The CF model was trained using the Generalized Random Forests package [16], which is implemented in the R programming language [50]. The model parameters were selected based on a fivefold cross-validation scheme. CF training was performed with 300 trees and a minimum of 20 embryos per leaf. A mathematical formulation of the model is provided below.

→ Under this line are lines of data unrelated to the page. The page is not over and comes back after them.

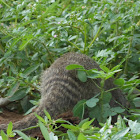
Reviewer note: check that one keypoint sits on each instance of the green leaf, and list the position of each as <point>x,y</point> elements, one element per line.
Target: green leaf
<point>47,114</point>
<point>74,66</point>
<point>31,69</point>
<point>44,131</point>
<point>86,125</point>
<point>72,37</point>
<point>9,129</point>
<point>40,118</point>
<point>81,137</point>
<point>134,126</point>
<point>4,136</point>
<point>82,76</point>
<point>24,136</point>
<point>92,102</point>
<point>119,82</point>
<point>120,134</point>
<point>14,87</point>
<point>18,95</point>
<point>71,135</point>
<point>13,68</point>
<point>71,127</point>
<point>120,123</point>
<point>104,68</point>
<point>117,109</point>
<point>136,102</point>
<point>25,42</point>
<point>78,109</point>
<point>107,97</point>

For a given embryo \(i\), the feature vector \({X}_{i}\) consists of the morphokientic profile, maternal age, and the number of high- and low-quality co-cultured embryos at 66 h from fertilization as defined in the main text (Supplementary Fig. S5A). Missing morphokinetic annotations were assigned a zero value. The treatment indicator divides the embryos into “non-treated” day 3 transferred embryos (\({W}_{i}=0\)) and “treated” day 5 transferred embryos (\({W}_{i}=1\)). The individual treatment response \({Y}_{i}\) corresponds to negative implantation (\({Y}_{i}=0)\) or positive implantation (\({Y}_{i}=1)\) outcome. Using feature vectors \({X}_{i}\), we trained a CF model consisting of \(B\) causal decision trees (CDTs; Supplementary Fig. S5B) [16]. Co-representation of day 3 and day 5 transferred embryos was verified along the entire feature vector range by excluding the embryos that lacked counterexamples with overlapping propensity scores (Fig. 2D). Heuristically, each CDT divides the embryos according to \({X}_{i}\) with respect to \({W}_{i}\) into discrete leaves (Supplementary Fig. S5C). Within a given leaf \({L}_{j}^{b}\), the treatment effect \({\widehat{\tau }}_{b}\left(x\right)\), \(x\in {L}_{j}^{b}\), is defined by the average response of the treated embryos minus the average response of the non-treated embryos:

$${\widehat{\tau }}_{b}\left(x\right)=\frac{1}{\left|{E}_{j}^{b,1}\right|}\sum_{i\in {E}_{j}^{b,1}}{Y}_{i}-\frac{1}{\left|{E}_{j}^{b,0}\right|}\sum_{i\in {E}_{j}^{b,0}}{Y}_{i}$$

where \({E}_{j}^{b,k}=\left\{i|{w}_{i}=k, {X}_{i}\in {L}_{j}^{b}\right\}\). The conditional average treatment effect of any embryo with features \(x\) is evaluated by the transfer lift, which is the averaged treatment effect across all \(B\) causal trees in the forest:

$$\widehat{\tau }\left(x\right)=\frac{1}{B}\sum_{b\in B}{\widehat{\tau }}_{b}\left(x\right)$$

The transfer lift measures the difference in the implantation potential in case it was transferred on day 5 relative to day 3. The transfer lift ranges between − 1 and 1, where positive values account for embryos whose implantation potential is higher if transferred on day 5 and vice versa.

Statistical analysis

Graphs and heatmaps were plotted using matplotlib and seaborn python packages. Student’s t-test, Wilcoxon rank-sum test, and Kolmogorov–Smirnov statistics were calculated using the Python SciPy package. Adjusted mutual information was calculated using the scikit-learn python package with the arithmetic average method. The statistical significance of the differences in implantation rates between day 3 and day 5 transferred embryos with negative and positive transfer lift (Fig. 5A) was determined using a permutation test, with the null hypothesis that the observed low implantation rate in the smaller group is due to chance. In each test, 1000 permutations were randomly sampled. Our results are validated using a Wilcoxon rank-sum test that generated comparable results.